Stephen van Coller. Picture: TREVOR SAMSON
Stephen van Coller. Picture: TREVOR SAMSON

Shares in EOH rebounded by almost a third on Wednesday, a sign that investors may be starting to buy into the technology firm’s turnaround efforts after a devastating fraud scandal involving its employees and the public sector.

EOH, whose stock value has almost halved so far in 2019, is in the middle of cleaning up its balance sheet following allegations of underhanded dealings with the government, forcing the company into taking billions of rand in writedown charges and losing nearly R1bn.

CEO Stephen van Coller, who took the helm in September 2018, has drawn up a recovery plan that includes selling assets to reduce the firm’s R3.1bn debt pile and improving corporate governance standards.

The share price reached a two-month high on Wednesday, with analysts citing assurances from Van Coller that the company would pay down its debt via assets sales, while a clearer picture about the scale of the corporate governance flaws from an ENSafrica investigation, which is nearing completion, added to the positive sentiment.

The stock rose as much as 30% during the session on Wednesday, before paring some of the gains to close 18.3% higher at R16. But it is still a long way from the highs notched up just three years ago when it was fetching about R178 a share.

Some reassurance that EOH is still on target with asset disposals could have given some investors comfort that there would be less risk regarding its balance sheet, said Mergence Investment portfolio manager Peter Takaendesa.

"But we have seen this before, that they will try to reassure markets then something else happens and all these gains are lost again."

As part of clean-up efforts, Van Coller has said EOH Mthombo, the business unit implicated in the fraud and which was primarily responsible for securing public sector contracts, would be closed down; but he told Business Day that EOH was still keen to do business with the government.

EOH Mthombo accounts for 18% of the company’s nearly R12bn revenue.

"I still think the government business is interesting business," he said. "It takes two to tango.
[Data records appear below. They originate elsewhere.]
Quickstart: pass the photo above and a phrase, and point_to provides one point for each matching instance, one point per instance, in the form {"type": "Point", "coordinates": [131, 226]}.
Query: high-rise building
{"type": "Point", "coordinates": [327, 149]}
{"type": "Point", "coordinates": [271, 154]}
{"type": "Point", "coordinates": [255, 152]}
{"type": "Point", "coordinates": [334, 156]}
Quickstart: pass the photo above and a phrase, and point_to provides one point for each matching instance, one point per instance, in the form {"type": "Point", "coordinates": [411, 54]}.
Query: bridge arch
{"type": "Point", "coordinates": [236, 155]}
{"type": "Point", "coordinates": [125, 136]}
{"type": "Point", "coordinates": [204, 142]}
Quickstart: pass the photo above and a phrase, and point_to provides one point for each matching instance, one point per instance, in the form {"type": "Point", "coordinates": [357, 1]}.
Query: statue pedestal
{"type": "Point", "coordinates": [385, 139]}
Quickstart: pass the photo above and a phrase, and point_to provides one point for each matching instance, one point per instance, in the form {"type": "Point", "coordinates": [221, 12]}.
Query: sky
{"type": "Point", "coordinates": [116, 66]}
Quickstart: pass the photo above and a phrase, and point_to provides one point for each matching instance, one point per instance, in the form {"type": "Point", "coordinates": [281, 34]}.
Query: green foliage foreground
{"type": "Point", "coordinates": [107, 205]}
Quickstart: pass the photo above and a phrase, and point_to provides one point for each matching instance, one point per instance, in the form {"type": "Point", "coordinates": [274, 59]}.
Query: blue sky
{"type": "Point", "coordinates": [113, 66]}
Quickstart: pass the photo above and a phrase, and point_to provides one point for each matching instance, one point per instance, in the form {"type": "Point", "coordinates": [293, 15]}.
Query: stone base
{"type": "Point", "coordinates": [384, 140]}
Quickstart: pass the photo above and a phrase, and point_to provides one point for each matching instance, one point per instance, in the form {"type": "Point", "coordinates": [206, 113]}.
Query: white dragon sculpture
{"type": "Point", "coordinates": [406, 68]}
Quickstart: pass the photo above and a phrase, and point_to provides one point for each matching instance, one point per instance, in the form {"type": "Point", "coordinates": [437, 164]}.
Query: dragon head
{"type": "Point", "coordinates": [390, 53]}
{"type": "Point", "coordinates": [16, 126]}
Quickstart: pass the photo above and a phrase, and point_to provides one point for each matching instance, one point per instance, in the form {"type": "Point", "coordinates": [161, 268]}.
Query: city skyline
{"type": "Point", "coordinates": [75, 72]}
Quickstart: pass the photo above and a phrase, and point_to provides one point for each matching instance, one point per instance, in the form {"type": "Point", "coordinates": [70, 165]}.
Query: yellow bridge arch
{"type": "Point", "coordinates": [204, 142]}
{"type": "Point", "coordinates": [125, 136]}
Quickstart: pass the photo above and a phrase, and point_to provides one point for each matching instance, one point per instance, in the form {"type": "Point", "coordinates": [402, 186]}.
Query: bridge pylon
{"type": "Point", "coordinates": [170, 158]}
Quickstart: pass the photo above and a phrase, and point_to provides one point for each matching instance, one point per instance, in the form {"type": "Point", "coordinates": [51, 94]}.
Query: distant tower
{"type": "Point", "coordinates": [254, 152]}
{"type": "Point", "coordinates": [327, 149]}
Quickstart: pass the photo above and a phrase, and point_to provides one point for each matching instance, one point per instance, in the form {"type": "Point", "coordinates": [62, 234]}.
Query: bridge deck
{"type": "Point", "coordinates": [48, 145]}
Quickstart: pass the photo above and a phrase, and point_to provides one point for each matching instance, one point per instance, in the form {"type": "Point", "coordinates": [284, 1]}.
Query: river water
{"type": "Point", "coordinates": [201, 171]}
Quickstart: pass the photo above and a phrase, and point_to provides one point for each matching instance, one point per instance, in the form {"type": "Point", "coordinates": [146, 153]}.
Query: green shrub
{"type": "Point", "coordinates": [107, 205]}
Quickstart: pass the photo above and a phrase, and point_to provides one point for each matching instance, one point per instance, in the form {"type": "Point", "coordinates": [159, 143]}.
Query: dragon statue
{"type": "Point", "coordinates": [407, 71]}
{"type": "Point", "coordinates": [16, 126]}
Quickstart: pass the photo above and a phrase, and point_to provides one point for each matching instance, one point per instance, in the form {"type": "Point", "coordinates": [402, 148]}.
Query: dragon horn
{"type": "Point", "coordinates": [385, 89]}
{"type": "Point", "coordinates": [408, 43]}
You can’t just say the government was bad and we got sucked in. That’s nonsense. We were part of the problem."

He said EOH needed to strengthen its governance systems to ensure that its employees can easily pull out of a contract when they are asked to "do things the wrong way".

"We’ve learnt the hard way .... you don’t want to win business at all costs," Van Coller said.

The ENSAfrica investigation revealed close to R1bn in underhanded dealings, including transactions with no evidence of valid contracts being in place or where no work was done (R665m), as well as R90m of loans written off and overbilling of about R180m.

The investigation has also resulted in up to 46 persons being reported to authorities. Of these, 16 employees at EOH were implicated directly in the wrongdoing together with 12 government employees.